Pour en revenir à la séance de lundi, qui s’est tenue en présence de 114 députés (5 de moins que jeudi dernier), le dépouillement des bulletins a donné 39 votes à Michel Moawad, 50 bulletins blancs, 13 votes pour " le nouveau Liban ", dix voix en faveur du professeur Issam Khalifé et deux bulletins blancs.

Le vote étant secret, toutes les analyses se fondent sur des suppositions, pour la plupart confirmées auprès des députés qui ont déposé les bulletins dans l’urne. Les auteurs des deux bulletins annulés sont Abdelkarim Kabbara (qui a une nouvelle fois voté " pour le Liban "), et Jamil Sayed, qui a présenté ses " condoléances " aux Libanais.
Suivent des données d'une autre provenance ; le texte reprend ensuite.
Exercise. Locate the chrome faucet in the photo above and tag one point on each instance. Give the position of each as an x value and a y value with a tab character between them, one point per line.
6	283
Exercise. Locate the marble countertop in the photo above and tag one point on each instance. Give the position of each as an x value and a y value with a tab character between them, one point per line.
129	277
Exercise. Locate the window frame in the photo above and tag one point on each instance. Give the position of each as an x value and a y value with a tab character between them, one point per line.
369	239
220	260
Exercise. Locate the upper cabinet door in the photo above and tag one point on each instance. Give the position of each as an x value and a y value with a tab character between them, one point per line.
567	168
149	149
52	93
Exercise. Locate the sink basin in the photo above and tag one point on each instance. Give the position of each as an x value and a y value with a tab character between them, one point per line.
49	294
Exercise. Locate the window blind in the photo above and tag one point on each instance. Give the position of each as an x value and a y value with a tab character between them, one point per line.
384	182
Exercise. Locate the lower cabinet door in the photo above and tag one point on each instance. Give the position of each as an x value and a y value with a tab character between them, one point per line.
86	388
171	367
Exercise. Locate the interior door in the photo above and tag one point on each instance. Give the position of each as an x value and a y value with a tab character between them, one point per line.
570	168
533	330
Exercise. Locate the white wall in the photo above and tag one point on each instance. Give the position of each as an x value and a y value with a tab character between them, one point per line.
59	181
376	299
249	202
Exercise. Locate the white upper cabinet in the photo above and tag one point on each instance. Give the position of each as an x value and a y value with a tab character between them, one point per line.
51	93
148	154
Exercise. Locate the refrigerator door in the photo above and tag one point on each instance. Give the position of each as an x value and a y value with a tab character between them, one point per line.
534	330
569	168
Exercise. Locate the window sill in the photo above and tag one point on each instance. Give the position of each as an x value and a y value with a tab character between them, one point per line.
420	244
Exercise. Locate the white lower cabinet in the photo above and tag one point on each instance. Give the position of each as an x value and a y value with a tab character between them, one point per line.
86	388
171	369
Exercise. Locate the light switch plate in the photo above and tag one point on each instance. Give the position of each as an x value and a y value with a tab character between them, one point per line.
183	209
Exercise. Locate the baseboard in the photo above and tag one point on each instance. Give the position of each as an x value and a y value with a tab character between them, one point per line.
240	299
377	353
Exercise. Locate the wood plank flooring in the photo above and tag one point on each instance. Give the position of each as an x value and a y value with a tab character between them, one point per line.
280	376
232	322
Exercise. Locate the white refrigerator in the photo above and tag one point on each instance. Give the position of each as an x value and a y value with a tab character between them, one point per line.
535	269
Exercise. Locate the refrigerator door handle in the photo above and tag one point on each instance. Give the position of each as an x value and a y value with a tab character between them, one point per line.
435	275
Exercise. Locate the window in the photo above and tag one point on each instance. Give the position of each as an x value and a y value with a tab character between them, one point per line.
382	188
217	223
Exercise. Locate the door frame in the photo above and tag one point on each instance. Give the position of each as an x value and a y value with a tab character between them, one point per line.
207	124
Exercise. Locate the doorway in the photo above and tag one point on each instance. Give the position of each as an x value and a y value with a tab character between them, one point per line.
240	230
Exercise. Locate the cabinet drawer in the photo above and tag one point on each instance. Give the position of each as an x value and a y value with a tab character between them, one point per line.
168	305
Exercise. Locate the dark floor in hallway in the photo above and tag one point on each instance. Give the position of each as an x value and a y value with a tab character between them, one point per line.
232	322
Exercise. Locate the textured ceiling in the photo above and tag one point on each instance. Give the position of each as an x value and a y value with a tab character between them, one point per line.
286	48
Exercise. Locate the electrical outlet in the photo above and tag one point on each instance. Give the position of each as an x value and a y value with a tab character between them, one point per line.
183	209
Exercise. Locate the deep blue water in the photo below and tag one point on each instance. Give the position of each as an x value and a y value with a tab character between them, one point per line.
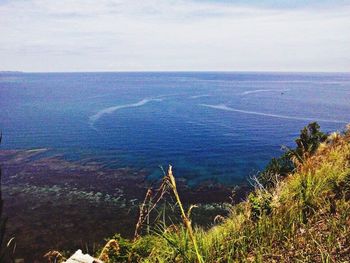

Les votes blancs, déposés par les blocs du Hezbollah, du Courant patriotique libre, du mouvement Amal et par leurs alliés ont diminué en nombre, passant de 63 lors de la première séance à 55 jeudi dernier et 50 lundi.

Photos Ali Fawaz

39 voix à Moawad

Le candidat de l’opposition souverainiste, le député Michel Moawad, a gardé l’appui des principaux blocs qui votent en sa faveur dès la première séance tenue le 29 septembre dernier. Il s’agit, on le rappelle, de la République forte (Forces libanaises), de la Rencontre démocratique (Parti socialiste progressiste), des Kataëb et du Renouveau (Michel Moawad, Achraf Rifi, Fouad Makhzoumi et Adib Abdelmassih), ainsi que Camille Dory Chamoun, président du Parti national libéral, membre du bloc des FL.

Après avoir obtenu 36 voix lors de la première séance, et 42 lors de la troisième, il a recueilli 39 votes lundi, sachant qu’il peut également compter sur l’appui de quatre députés qui étaient absents : trois parlementaires des Forces libanaises (Ziad Hawat, Georges Okais et Elie Khoury) et le député Nadim Gemayel (Kataëb).

La Modération nationale

Mais M. Moawad a perdu les voix des deux députés du Bloc de la Modération nationale, qui avaient voté pour lui lors de la troisième séance, ainsi que celle du député Bilal Hchaimi (sunnite, Zahlé), qui avait voté en sa faveur à deux reprises.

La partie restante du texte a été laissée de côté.